Interim Report on Transition WORKS
The Youth Transition Demonstration (YTD) is a large-scale demonstration and evaluation sponsored by the Social Security Administration (SSA) to improve understanding of how to help youth with disabilities reach their full economic potential. In particular, SSA is interested in developing and testing promising approaches for helping young people with disabilities become more self-sufficient and less reliant on disability benefits. The YTD conceptual framework, which is based on best practices in facilitating youth transition, specifies that the six projects participating in the evaluation provide employment services (emphasizing paid competitive employment), benefits counseling, links to services available in the community, and other assistance to youth with disabilities and their families. Additionally, participating youth are eligible for SSA waivers of certain benefit program rules, which allow them to retain more of their disability benefits and health insurance while they work for pay. Using a rigorous random assignment methodology, the YTD evaluation team is assessing whether these services and incentives are effective in helping youth with disabilities achieve greater independence and economic self-sufficiency. The earliest of the evaluation projects began operations in 2006 and ended in 2009. The latest started in 2008 and will end in 2012.

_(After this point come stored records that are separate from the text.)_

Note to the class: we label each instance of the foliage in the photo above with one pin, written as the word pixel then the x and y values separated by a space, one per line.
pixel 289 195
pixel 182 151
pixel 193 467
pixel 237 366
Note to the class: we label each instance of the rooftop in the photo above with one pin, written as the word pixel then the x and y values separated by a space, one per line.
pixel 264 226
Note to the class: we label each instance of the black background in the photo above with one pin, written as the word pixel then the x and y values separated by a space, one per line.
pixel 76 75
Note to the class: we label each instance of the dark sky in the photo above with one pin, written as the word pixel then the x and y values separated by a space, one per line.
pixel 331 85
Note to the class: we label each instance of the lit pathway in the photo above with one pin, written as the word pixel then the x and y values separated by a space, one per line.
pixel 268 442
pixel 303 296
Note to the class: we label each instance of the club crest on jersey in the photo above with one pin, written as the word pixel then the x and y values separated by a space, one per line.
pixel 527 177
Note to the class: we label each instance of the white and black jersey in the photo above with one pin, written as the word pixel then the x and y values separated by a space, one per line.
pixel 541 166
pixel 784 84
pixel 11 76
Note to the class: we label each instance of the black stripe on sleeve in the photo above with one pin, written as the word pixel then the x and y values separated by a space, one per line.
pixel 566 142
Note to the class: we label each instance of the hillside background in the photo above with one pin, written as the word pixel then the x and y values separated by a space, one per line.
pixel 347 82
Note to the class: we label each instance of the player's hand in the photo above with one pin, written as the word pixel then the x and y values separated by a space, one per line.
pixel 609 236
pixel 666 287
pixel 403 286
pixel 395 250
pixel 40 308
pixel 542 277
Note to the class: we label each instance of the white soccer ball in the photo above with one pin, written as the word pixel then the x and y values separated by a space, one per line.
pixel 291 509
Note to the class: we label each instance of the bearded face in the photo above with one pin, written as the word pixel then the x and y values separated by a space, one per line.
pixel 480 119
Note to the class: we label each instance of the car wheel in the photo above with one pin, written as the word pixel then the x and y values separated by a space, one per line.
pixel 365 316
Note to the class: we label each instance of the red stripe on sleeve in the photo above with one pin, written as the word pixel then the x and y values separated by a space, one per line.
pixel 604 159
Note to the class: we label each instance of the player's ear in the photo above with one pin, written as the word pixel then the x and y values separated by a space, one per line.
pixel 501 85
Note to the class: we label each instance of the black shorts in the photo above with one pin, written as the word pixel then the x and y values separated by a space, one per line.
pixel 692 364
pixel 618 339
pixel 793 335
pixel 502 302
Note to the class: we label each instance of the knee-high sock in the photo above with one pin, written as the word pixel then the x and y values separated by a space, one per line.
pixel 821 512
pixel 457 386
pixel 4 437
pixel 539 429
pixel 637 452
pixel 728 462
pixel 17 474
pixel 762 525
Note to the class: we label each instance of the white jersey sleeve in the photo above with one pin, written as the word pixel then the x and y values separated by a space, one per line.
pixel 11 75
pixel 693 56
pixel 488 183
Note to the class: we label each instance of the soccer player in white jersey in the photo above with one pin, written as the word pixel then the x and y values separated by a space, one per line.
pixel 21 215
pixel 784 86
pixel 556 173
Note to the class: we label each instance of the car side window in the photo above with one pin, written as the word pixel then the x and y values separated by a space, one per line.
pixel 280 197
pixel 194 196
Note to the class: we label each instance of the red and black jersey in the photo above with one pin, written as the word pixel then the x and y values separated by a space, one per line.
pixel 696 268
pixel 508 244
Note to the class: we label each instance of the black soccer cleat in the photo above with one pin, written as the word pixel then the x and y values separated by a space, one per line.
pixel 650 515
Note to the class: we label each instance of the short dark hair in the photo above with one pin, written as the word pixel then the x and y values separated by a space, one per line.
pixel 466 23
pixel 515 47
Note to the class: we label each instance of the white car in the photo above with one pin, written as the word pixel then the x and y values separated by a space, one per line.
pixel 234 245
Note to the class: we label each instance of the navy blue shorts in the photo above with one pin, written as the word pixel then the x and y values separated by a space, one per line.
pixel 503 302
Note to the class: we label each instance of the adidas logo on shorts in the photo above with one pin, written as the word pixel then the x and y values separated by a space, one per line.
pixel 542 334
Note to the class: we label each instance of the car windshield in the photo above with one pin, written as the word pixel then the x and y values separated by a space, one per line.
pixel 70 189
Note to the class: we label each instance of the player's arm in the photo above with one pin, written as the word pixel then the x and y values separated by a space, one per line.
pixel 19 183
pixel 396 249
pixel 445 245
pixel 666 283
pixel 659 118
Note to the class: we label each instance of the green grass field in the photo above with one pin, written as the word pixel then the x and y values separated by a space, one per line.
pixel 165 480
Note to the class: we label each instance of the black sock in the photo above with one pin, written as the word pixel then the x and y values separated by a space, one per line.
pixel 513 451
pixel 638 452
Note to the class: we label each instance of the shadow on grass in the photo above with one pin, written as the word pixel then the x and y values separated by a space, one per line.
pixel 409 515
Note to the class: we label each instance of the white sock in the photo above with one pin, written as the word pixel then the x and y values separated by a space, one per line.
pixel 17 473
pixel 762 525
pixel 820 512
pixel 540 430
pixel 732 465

This report presents first-year evaluation findings for the Transition WORKS YTD project, which served youth disability beneficiaries in Erie County, New York, including the city of Buffalo, from February 2007 to December 2009. While it will take several more years to fully observe the transitions that youth participants make to adult life, early data from the evaluation provide rich information on how Transition WORKS operated and the differences it made in key outcomes for youth. Specifically, the report includes findings from a process analysis of Transition WORKS, including a description of the program model, how the project was implemented and services were delivered, and the project’s fidelity to the YTD model. The report also includes impact findings, based on data collected 12 months after youth entered the evaluation, on the use of services, paid employment, participation in education, income from earnings and benefits, and attitudes and expectations.
In brief, Transition WORKS was a well-organized, cohesive project that broadly conformed to the YTD program model and focused on self-determination, benefits planning, employment, education, and case management. The project enrolled 83 percent of eligible youth and provided most of them with some services in each of these components. The median duration of services directly delivered to participating youth was lower for the employment component than for several of the other components; however, the impact analysis found that youth who had been given the opportunity to participate in Transition WORKS were more likely to have used services to promote employment than youth in a randomly selected control group. Nevertheless, the project had no impacts on youth employment during the year following random assignment — nor on income, expectations for the future, and a composite measure of school enrollment or high school completion.